You may also have heard of the performance impact of those fixes.

At the FT we have a number of monitoring tools that we use to inform us about system health and performance.

With a degree of irony not lost on the infrastructure delivery team the systems that suffered worst from that performance impact were the very tools we use to understand other systems’ performance.

Now the dust has settled, from what we called “black thursday”, the learnings we at the FT (responsible for the affected monitoring tools) can draw are actually more about system and software architecture than about processors being built for speed not security.

Let us illustrate with a couple of graphs.

Pingdom graph 1

This Pingdom graph shows the performance and downtime of the SaaS tool we use to understand the health of other services. The tool is AWS (Amazon Web Services) hosted, you can see from the blue line the response speed suddenly jumped — to the point where it became occasionally completely unavailable. Working with the operations team of the SaaS provider we disabled some functionality so that we could restore a level of service. The performance only really settled down properly once our providers had resized the EC2 instances involved (the last red bars on the graph). We were then able to re-enable the functionality we had stopped earlier.

So far so ‘let’s chuck compute power at the problem’…

The next set of graphs tell a more interesting story.

These are from our Grafana instance and show the performance of our graphite servers.

Grafana graph 1
Grafana graph 2

These servers are hosted on AWS in two different regions (for resiliency reasons). You can see that at some point the disk performance measured by IOPS (Input/Output operations per second) fell off a cliff on 4th January. The drop in the graph towards the left. There is a time difference in Germany and Ireland as we think AWS patched at slightly different times in those regions.

This fall in IOPS led to ….

Grafana graph 3

…Dropped metrics.

Now, dropped metrics are BAD. This means our delivery and operations teams do not get all the information they need to tell them about the health of their systems.

You can see from the troughs in Grafana graphs 1 and 2 that we battled to get some improvements (this included the “let’s chuck compute power at the problem” solution) .

However the real solution lay in improving the software architecture. Engineer Alex had the idea to up the number of internal python processes to take better advantage of the number of CPUs in the EC2 instances involved. Working with engineer Rob the result was dramatic. Again looking at grafana graph 1 and 2 but this time towards the right, you can see IOPS leapt to roughly twice their previous levels. Looking at grafana graph 3, we stopped dropping metrics.

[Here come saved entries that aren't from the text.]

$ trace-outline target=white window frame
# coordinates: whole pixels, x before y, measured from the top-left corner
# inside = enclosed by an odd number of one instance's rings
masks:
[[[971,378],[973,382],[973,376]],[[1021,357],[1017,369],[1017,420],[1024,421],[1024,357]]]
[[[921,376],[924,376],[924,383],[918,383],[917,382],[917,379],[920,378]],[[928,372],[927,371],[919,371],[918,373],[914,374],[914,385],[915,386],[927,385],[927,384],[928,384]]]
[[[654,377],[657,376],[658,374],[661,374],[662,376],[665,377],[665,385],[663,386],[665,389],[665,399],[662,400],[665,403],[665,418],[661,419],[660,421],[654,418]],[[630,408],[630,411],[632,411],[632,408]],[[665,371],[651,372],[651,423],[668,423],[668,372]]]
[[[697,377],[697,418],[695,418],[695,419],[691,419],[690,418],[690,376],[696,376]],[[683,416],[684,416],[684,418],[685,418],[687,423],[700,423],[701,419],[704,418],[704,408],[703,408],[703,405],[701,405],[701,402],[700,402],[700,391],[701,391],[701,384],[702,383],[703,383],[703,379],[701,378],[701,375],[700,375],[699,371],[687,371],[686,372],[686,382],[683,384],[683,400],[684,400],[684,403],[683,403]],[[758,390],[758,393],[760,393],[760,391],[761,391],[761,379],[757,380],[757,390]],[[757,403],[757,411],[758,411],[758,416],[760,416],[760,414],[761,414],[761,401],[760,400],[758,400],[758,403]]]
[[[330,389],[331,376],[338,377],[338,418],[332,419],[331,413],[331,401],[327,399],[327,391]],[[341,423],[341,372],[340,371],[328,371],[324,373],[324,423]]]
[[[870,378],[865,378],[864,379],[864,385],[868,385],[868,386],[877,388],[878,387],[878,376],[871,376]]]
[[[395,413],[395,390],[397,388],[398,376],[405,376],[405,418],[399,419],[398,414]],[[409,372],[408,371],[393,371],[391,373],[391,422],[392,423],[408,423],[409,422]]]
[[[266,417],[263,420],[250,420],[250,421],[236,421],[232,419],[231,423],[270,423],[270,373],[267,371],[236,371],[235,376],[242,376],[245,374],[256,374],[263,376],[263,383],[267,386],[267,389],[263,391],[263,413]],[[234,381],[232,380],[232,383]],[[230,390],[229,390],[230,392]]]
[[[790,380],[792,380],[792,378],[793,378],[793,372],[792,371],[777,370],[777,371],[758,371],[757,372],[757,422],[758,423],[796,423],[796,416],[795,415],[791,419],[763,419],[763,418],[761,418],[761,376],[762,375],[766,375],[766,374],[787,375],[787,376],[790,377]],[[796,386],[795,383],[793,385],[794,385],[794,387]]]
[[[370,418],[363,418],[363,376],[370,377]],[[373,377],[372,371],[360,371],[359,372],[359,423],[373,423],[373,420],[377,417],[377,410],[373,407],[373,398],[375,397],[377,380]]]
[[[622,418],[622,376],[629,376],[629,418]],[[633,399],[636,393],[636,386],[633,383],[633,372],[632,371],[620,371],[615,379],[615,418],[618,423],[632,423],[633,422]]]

So, apart from having similar root causes are there other similarities here? Well yes. We are familiar with the architecture of the SaaS tool and there were processes running on the EC2 host that provides the User interface as well as processes doing some of the heavy lifting of user requests. Those heavy lifting jobs really did not need to be on there. They should be on their own EC2 instance. Those were the pieces of functionality we had to disable to restore service.

The lesson for us is clear, it is so easy to get used to ‘Moore’s law’ that we can become lazy about system and software architecture. Sometimes the solution is not “chuck more compute power at the problem”. We need to think a little harder about the way our systems are designed.